リリスの想い〜6


「おい!あそこを見ろ!」
「あいつだ!化物だ!殺せーっ!」
「この悪魔め!」

激しい怒りをみなぎらせ、唸りを上げ闇から這い出
るかのようにリリスは人間達に向かって行く。

「出ていけ!あたしの森から出ていけ!」
凄まじき怒りの中、無数の大蛇を放つリリス。
男達は草木に火を付け、短剣や弓矢等で応戦した。
だが余りの蛇の数に男達は苦戦し、それどころか
次々と餌食となっていった。

「ギャーーーーッ!」
「喰われる!」
男達の悲鳴で引き裂かれ行く魔物の森は、まさしく
この世の地獄だ。
人間によって放たれた炎は荒れ狂う渦となり、リリス
の執念のように男どもを飲み込んでいく。

高らかに彼女の笑い声が響き渡る。
「馬鹿な人間どもめ!思い知るがいい!」

気分が良かった。
アダムの血を継ぐ者達の哀れな最期の悲鳴が、彼女
にとってこの上ない喜びに変わる。

"父"よ。

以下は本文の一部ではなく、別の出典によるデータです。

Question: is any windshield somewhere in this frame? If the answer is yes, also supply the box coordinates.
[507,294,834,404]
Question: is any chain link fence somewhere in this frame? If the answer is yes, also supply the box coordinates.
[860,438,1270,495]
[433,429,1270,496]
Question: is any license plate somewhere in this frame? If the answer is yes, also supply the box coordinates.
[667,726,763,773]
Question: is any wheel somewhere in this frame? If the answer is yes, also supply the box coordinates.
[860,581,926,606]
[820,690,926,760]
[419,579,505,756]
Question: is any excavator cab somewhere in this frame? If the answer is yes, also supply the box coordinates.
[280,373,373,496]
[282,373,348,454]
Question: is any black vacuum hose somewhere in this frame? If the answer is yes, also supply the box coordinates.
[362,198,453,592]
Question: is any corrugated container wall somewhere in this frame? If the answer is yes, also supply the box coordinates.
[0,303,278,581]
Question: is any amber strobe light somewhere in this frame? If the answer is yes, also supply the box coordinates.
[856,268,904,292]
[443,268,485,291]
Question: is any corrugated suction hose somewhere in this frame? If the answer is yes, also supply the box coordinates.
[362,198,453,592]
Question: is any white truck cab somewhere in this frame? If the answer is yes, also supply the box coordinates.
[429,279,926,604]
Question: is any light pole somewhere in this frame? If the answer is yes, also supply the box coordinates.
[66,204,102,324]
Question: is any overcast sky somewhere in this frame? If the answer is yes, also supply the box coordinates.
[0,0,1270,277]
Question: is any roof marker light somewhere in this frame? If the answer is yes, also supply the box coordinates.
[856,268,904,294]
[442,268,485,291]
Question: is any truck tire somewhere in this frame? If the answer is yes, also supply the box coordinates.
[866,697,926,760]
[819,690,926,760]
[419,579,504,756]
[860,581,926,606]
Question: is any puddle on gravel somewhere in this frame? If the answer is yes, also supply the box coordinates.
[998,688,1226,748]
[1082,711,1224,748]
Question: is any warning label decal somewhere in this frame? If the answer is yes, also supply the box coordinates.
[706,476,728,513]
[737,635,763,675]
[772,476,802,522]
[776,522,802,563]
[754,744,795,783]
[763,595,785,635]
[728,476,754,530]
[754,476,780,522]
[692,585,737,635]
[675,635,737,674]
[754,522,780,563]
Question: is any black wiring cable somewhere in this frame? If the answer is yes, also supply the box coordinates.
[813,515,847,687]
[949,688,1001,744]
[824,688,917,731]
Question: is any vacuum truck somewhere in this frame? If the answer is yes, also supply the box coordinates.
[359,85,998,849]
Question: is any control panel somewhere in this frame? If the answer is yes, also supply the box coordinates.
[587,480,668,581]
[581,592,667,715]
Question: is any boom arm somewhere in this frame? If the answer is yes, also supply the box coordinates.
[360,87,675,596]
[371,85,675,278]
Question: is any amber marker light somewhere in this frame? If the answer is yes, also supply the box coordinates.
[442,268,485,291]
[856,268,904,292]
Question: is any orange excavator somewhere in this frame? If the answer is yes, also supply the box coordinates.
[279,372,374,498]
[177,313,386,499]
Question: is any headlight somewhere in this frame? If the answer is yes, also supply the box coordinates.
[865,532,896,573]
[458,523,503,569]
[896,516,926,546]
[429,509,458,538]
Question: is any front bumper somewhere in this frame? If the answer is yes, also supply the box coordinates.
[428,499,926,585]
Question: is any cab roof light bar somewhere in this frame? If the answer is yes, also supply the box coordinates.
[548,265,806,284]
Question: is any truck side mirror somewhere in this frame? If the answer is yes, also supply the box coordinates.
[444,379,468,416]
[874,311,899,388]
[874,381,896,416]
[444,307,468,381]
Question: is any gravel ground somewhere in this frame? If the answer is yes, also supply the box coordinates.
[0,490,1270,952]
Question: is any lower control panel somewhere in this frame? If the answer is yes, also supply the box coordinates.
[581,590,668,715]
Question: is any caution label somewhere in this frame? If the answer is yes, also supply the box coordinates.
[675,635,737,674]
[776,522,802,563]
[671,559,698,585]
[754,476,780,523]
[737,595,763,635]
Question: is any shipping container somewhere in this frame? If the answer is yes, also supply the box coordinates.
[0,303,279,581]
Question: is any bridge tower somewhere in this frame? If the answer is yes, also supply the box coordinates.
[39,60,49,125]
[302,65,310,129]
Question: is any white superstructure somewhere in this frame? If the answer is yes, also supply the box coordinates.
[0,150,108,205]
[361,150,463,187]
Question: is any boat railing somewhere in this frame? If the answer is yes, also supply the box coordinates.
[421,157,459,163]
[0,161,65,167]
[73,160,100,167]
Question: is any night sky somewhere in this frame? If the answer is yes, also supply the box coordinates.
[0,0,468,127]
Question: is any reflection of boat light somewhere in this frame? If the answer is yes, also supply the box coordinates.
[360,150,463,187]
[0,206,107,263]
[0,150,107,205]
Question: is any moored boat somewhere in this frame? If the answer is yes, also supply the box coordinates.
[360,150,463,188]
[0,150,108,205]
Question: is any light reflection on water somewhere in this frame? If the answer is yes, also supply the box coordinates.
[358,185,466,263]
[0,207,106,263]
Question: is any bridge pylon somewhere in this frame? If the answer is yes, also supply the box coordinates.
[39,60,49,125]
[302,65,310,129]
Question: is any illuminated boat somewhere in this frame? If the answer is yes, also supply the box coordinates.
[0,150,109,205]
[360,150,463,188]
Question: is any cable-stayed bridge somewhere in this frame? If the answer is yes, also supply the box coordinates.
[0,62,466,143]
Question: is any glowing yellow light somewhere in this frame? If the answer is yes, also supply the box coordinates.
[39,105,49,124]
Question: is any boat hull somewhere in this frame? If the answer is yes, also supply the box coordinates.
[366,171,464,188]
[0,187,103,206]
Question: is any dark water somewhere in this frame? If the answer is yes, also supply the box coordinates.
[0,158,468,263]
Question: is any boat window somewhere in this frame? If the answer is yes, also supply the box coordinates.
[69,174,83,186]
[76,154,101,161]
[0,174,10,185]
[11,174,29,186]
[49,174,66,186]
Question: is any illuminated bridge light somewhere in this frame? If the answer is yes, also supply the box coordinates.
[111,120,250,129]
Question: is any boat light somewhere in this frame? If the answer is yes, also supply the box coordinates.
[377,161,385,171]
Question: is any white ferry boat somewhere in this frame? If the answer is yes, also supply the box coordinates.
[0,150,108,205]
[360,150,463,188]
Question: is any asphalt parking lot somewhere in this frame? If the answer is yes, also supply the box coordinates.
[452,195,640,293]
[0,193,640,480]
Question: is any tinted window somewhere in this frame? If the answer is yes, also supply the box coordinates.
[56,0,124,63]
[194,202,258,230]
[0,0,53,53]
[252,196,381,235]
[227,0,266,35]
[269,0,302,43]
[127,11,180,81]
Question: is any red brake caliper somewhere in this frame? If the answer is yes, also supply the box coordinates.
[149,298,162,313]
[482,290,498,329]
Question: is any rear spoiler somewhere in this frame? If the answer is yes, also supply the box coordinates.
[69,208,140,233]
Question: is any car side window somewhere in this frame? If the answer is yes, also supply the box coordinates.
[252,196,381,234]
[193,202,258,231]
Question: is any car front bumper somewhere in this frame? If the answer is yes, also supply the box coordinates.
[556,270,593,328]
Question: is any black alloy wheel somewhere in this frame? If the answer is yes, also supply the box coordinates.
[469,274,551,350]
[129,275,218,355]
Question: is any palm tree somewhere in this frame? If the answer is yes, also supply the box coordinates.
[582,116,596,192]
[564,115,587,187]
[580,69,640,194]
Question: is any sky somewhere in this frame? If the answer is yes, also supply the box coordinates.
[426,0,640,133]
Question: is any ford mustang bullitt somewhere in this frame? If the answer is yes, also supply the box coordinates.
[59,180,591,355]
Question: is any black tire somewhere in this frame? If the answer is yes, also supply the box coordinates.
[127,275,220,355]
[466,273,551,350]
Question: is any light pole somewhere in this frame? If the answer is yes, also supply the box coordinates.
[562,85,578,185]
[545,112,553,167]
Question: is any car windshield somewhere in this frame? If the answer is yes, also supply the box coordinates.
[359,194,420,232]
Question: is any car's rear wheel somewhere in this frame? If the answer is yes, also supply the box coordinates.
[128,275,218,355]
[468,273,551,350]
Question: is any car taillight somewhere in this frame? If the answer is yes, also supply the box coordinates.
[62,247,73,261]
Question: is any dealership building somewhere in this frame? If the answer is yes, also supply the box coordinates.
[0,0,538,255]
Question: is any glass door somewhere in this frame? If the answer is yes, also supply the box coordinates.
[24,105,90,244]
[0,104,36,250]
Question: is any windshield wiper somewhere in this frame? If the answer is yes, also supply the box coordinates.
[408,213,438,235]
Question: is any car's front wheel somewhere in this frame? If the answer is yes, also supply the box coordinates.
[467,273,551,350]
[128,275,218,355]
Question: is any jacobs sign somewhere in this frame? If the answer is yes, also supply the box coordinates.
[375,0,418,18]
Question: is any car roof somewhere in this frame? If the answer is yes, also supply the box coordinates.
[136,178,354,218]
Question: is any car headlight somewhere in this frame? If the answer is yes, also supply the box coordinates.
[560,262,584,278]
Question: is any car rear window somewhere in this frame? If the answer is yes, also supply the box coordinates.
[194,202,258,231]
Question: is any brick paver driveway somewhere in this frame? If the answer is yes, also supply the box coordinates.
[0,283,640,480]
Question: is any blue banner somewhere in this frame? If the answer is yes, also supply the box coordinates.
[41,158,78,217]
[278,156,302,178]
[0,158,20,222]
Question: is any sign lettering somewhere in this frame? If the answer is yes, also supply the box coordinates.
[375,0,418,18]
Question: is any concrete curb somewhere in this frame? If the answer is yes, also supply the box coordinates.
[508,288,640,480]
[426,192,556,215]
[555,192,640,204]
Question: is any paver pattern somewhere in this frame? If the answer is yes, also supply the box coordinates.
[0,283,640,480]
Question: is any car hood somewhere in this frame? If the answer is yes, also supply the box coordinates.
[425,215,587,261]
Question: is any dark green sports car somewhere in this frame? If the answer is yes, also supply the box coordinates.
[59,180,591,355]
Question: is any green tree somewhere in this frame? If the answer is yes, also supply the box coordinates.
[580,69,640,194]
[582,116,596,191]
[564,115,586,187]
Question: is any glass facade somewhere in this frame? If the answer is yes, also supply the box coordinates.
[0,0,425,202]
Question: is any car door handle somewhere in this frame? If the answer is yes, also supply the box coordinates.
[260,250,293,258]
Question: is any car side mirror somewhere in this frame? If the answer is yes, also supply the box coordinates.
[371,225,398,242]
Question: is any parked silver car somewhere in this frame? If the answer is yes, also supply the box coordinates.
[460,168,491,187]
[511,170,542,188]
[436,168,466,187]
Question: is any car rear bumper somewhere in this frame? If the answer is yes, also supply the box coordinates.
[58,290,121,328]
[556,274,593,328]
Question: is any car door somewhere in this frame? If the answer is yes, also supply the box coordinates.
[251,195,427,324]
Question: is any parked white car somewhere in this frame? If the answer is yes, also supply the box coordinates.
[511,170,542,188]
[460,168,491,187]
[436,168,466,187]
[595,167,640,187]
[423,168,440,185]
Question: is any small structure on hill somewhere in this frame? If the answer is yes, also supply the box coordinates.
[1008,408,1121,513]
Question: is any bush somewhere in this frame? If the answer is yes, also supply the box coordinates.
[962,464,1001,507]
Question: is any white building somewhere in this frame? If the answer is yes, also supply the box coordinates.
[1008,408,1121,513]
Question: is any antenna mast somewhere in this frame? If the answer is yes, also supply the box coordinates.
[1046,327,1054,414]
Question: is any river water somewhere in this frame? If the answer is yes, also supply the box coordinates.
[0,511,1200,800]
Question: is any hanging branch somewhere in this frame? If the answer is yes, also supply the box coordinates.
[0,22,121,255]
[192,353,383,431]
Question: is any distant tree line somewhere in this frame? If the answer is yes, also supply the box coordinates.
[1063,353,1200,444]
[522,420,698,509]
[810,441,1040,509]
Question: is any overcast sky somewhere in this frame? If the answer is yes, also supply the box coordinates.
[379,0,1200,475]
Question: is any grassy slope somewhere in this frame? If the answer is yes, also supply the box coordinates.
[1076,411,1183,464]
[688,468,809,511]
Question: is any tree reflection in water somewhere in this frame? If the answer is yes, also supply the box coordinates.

これが本当のあたしの姿だ。
喜んで人間達の忌み嫌う者として、この闇の世界に
君臨しよう。
これからも人間ども(特に男達)を苦しめよう。

━━━ と、その時リリスの意識下に強い"ある思い"
が伝わって来たのだ。
それはまるで雷鳴の如く、強い思いだ。

『おやめなさい、リリス!もう人間に手を下すのは
やめなさい!』

ハッとした彼女は、炎の森の中動きを止めた。

「ウリエル・・・?」
(今、あの子の声が・・・)

人間達を襲い狂う大蛇の群れの中、炎の壁を貫くか
のように白い光が差し込んだ。
そしてそれは森全体を包んだかと思うと、リリスの
意識はそこで途絶えたのだった。

『リリス・・・リリス・・・』

━━━━ ここは?
意識を取り戻したリリスは、薄く目を開いた。
辺りは霧がかかっているようだったが、コバルト
ブルーの世界はまるで夜明け前の様子だった。

横たわるリリスの体に、柔らかで温かな手が触れる。
「リリス・・・大丈夫?」
耳元で鈴の音のような囁きが。
「ウリエル・・・なの?」
ゆっくりと起き上がる彼女の目の前には、美しい翼
の絶世の"美少女"が。

「ウリエル・・・何故あなたが━━━━ ?」
するとウリエルは、輝く翼でリリスを優しく包み
抱き締めた。
"太陽の日差し"が流れ込み、その瞬間リリスの目から
は大粒の涙が溢れ出した。

「ごめんなさい・・・ごめんなさいリリス。だいぶ
長い間あなたを待たせてしまったわ」

ウリエルもまた、美しい涙を流すのだった。
それは真珠のように輝き、二人を照らした。